Kyrylo Budanov, chefe de gabinete do presidente ucraniano, Volodmir Zelenskyy, disse que chegou aos EUA para discutir “os detalhes do acordo de paz.”
Em mensagem no Telegram, Budanov disse que, junto com os negociadores ucranianos Rustem Umerov e Davyd Arakhamia, se reuniria com o enviado dos EUA, Steve Witkoff, Jared Kushner, genro do presidente Donald Trump, e o secretário do Exército dos EUA, Dan Driscoll.
Zelenskyy disse, na sexta-feira, que a delegação tentaria finalizar com os oficiais americanos os documentos para uma proposta de acordo de paz relacionada a garantias de segurança pós-guerra e recuperação econômica.
Se os oficiais americanos aprovarem a proposta, os EUA e a Ucrânia poderiam assinar os documentos na próxima semana no Fórum Econômico Mundial em Davos, Suíça, disse Zelenskyy em uma coletiva de imprensa em Kiev com o presidente tcheco, Petr Pavel.
Trump planeja estar em Davos, de acordo com os organizadores.

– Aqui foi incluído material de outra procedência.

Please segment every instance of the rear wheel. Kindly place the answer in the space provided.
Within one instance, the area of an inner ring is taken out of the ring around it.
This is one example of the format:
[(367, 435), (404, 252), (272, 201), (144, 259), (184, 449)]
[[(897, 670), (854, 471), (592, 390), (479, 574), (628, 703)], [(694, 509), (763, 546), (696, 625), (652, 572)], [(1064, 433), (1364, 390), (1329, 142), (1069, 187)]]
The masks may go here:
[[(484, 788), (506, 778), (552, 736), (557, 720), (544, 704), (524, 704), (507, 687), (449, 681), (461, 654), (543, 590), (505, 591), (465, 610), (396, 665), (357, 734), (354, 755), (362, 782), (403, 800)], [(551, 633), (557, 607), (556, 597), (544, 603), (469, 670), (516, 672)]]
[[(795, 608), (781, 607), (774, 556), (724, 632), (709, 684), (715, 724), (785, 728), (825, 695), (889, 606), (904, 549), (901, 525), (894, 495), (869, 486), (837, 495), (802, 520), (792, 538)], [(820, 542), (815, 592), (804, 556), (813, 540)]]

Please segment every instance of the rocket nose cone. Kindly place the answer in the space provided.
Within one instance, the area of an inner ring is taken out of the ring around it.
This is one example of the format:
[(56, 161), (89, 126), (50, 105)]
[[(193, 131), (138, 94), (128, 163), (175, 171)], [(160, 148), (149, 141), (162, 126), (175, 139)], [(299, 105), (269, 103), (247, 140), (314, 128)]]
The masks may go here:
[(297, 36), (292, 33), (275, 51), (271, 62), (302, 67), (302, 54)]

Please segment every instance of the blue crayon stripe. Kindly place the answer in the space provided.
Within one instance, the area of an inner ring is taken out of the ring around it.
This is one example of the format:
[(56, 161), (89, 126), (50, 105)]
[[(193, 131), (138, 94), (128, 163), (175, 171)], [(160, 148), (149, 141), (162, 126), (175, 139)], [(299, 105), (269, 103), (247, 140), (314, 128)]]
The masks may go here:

E a Rússia ainda precisaria ser consultada sobre as propostas.
Ataque
A Rússia atacou a infraestrutura energética nas regiões de Kiev e Odesa, na Ucrânia, durante a madrugada de sábado, disse o Ministério da Energia. Mais de 20 assentamentos na região de Kyiv ficaram sem energia após os ataques, escreveu o ministério em seu canal oficial no Telegram.
A Rússia bombardeou a rede elétrica da Ucrânia, especialmente no inverno, durante toda a guerra. O objetivo é enfraquecer a resistência ucraniana em uma estratégia que os oficiais de Kiev chamam de “armar o inverno”.
O novo ministro da Energia da Ucrânia, Denys Shmyhal, disse na sexta-feira que a Rússia realizou 612 ataques a alvos energéticos no último ano. Esse ataque intensificou-se nos últimos meses à medida que as temperaturas noturnas caíram para -18 °C.
A Ucrânia introduziu medidas de emergência, incluindo a flexibilização temporária das restrições de toque de recolher para permitir que as pessoas se dirijam a centros de aquecimento público estabelecidos pelas autoridades, disse Shmyhal. Ele disse que hospitais, escolas e outras infraestruturas críticas permanecem como a principal prioridade para o fornecimento de eletricidade e calor.
Os oficiais instruíram as empresas estatais de energia Ukrzaliznytsia, Naftogaz e Ukroboronprom a comprar urgentemente eletricidade importada cobrindo pelo menos 50% do próprio consumo, de acordo com Shmyhal.